For each year included in our analysis, we observed at least one bot-dominant cluster or an otherwise automated account that posts prewritten content. Per year, bot-dominant clusters were typically comprised of ads, such as Perrier Water and Heineken 0.0 beer, and to a smaller extent, paid or free resources to promote Dry January adherence. Bot-dominant clusters also had fewer likes, retweets, or quote tweets compared with human-authored clusters. Similarly, bot-dominant clusters also had the highest observed positive affect, or greatest amount of positivity per post (eg, “Ready to crush Dry January...with Perrier in your hands you are going to #MakeDryFly!!”). By contrast, human-authored accounts typically had greater engagement and contained lower affect, or greater amount of negativity (eg, “Bro I’m gonna DIE if I have to do another week of Dry January. LOL”). We note that lower affect may reflect sarcasm, though more research on this area is needed.
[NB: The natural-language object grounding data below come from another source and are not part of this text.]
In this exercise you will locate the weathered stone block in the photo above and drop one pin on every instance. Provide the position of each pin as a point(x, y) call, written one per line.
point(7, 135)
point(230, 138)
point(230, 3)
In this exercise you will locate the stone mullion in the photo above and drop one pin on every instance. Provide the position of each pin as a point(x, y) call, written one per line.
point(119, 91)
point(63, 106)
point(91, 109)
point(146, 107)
Principal Findings and Implications

Our study characterized online content about Dry January, assessing trends, themes, and general attitudes toward the challenge. We used NLP tools to analyze and visualize a yearly series of tweets related to Dry January over the course of 3 years of participation. Our findings highlight that there is consistency in discussion themes about Dry January across multiple years of tweets, yet we were still able to detect unique themes that emerged in 2021 in response to the COVID-19 global pandemic. Additionally, tweet composition, or whether a tweet was bot-authored or human-authored and the sentiment of the tweet, was associated with user engagement (number of likes, retweets, and quote-tweets).
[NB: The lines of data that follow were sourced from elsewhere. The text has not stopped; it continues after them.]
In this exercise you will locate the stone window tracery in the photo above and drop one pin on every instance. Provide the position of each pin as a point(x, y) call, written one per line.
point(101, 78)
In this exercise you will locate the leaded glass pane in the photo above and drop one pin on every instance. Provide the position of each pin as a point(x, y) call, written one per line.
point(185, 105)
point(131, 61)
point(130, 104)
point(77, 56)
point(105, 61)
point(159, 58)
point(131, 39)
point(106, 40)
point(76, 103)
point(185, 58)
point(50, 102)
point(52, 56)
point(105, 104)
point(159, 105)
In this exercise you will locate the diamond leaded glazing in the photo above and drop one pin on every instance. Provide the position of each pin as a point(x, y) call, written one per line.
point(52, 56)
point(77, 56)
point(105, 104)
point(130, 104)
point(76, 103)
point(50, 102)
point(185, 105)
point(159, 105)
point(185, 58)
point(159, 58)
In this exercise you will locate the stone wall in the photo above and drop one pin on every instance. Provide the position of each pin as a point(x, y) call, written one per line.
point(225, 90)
In the content cluster analysis of the corpus of Dry January tweets, several common themes emerged across multiple years of Dry January participation. For example, the promotion of Dry January resources—such as blogs with tips for help with sustaining Dry January efforts, mobile applications facilitating additional support and accountability, and recipes for nonalcoholic “mocktails”—was a consistent theme each year. Additionally, we observed a cluster associated with Dry January health benefits (eg, drinking reductions, weight loss, healthier dietary choices, reflecting on relationship with alcohol). These findings are consistent with prior work on Dry January that similarly highlighted reductions in alcohol consumption and weight loss as Dry January benefits, in addition to increases in alcohol refusal skills, saving money, improved sleep, increased energy, and enhanced psychological well-being [5,7-9]. Finally, a topic related to sharing about Dry January progress emerged across multiple years of data (eg, no desire to participate in Dry January, intention to participate in Dry January, failed attempts to abstain during Dry January, successful ongoing attempts, successful completion of Dry January). Although some tweets in this cluster referenced successful Dry January experiences and positive associations with these experiences, a large number of these tweets used humor and sarcasm to make light of Dry January participation and voiced an overall lack of desire to participate in the temporary abstinence initiative. This finding is in line with prior work examining alcohol-related content on social media platforms, such as Twitter and TikTok [25,26,59]; the vast majority of alcohol-related posts on these social media platforms portray drinking in a positive manner and often depict hazardous drinking behaviors, such as intoxication and blacking out, in a favorable manner. Similarly, alcohol-related negative consequences are rarely portrayed in alcohol-related social media posts, and when such portrayals are present, they are often depicted in a humorous manner that serves to downplay the severity of alcohol-related problems [25,59].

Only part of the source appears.